On February 14, 2023, the European Parliament’s Committee on Civil Liberties, Justice and Home Affairs (LIBE) approved the Draft resolution in connection with the Privacy Shield 2.0, the “EU‑U.S. Data Privacy Framework” (also referred to as the “Trans-Atlantic Data Privacy Framework.” TADPF), adopted for the attention of the Parliament. The draft is based on Art. 132(2) of the Rules of Procedure of the European Parliament, according to which the Parliament may adopt a resolution at the end of a debate – this is what the LIBE requires.
If the draft is adopted, the European Parliament will Against an adequacy decision for the Data Privacy Framework. decide. Similar to noyb’s criticism of the TADPF, the LIBE criticizes the following points in particular:
- key concepts such as proportionality are interpreted differently under U.S. law than under the GDPR;
- the Executice Order 14086 – basis of the TADPF – does not prevent a “bulk collection of data by signals intelligence, including the content of communications” and does not apply to data that U.S. authorities obtain by other means, such as through the U.S. CLOUD Act, voluntary disclosure, data purchase, or other means;
- Data Protection Review Court (DPRC) decisions are not made public;
- the DPRC is part of the executive branch;
- Affected persons before the DPRC are not represented by independent counsel, but by a “Special Advocate.”

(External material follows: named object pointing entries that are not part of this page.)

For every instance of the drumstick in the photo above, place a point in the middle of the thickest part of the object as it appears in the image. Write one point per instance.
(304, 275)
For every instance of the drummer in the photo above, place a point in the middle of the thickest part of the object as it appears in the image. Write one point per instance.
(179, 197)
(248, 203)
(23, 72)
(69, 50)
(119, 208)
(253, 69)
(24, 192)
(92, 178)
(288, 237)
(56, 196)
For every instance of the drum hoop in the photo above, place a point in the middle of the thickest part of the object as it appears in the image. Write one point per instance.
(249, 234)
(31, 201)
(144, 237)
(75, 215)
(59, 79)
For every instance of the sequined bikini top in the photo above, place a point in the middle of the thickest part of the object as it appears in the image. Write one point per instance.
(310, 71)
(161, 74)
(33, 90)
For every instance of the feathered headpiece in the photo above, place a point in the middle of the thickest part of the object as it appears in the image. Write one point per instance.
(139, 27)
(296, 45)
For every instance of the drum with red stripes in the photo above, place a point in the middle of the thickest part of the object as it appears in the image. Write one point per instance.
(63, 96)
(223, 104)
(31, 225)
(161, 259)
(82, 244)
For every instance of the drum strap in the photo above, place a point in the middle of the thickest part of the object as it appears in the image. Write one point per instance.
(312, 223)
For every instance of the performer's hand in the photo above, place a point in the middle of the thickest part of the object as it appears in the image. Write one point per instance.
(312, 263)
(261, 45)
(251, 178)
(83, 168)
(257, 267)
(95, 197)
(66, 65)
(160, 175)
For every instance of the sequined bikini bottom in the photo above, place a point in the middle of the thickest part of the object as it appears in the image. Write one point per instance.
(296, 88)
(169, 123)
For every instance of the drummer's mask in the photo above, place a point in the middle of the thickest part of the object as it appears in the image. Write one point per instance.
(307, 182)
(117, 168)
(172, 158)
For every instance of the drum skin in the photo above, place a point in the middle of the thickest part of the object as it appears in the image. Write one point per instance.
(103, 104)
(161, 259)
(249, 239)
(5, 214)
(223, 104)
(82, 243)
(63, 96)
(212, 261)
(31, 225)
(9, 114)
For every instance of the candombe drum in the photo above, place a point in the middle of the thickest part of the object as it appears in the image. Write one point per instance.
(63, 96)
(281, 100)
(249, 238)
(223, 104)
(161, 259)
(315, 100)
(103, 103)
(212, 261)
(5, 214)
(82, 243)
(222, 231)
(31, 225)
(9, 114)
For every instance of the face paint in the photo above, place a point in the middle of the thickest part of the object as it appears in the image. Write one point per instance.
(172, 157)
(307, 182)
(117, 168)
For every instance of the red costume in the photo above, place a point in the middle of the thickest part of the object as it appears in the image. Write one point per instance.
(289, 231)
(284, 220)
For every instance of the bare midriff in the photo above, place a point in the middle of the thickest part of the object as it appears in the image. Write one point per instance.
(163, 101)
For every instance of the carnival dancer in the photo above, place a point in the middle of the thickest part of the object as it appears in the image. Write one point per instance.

- Data subjects are not informed about the processing of their data and have no possibility to claim compensation, for example;
- legal protection against companies participating in the TADPF is insufficient;
- European companies deserve legal certainty (i.e.: not to adopt a TADPF that the ECJ then overturns);
- the U.S. still does not have a federal privacy law;
- the EO is not clear enough and can be changed at any time, by the US President.
Therefore, he said, Parliament should decide as follows:
Concludes that the EU-US Data Privacy Framework fails to create actual equivalence in the level of protection; calls on the Commission to continue negotiations with its US counterparts with the aim of creating a mechanism that would ensure such equivalence and which would provide the adequate level of protection required by Union data protection law and the Charter as interpreted by the CJEU; urges the Commission not to
adopt the adequacy finding;
Instructs its President to forward this resolution to the Council, the Commission and the President and Congress of the United States of America.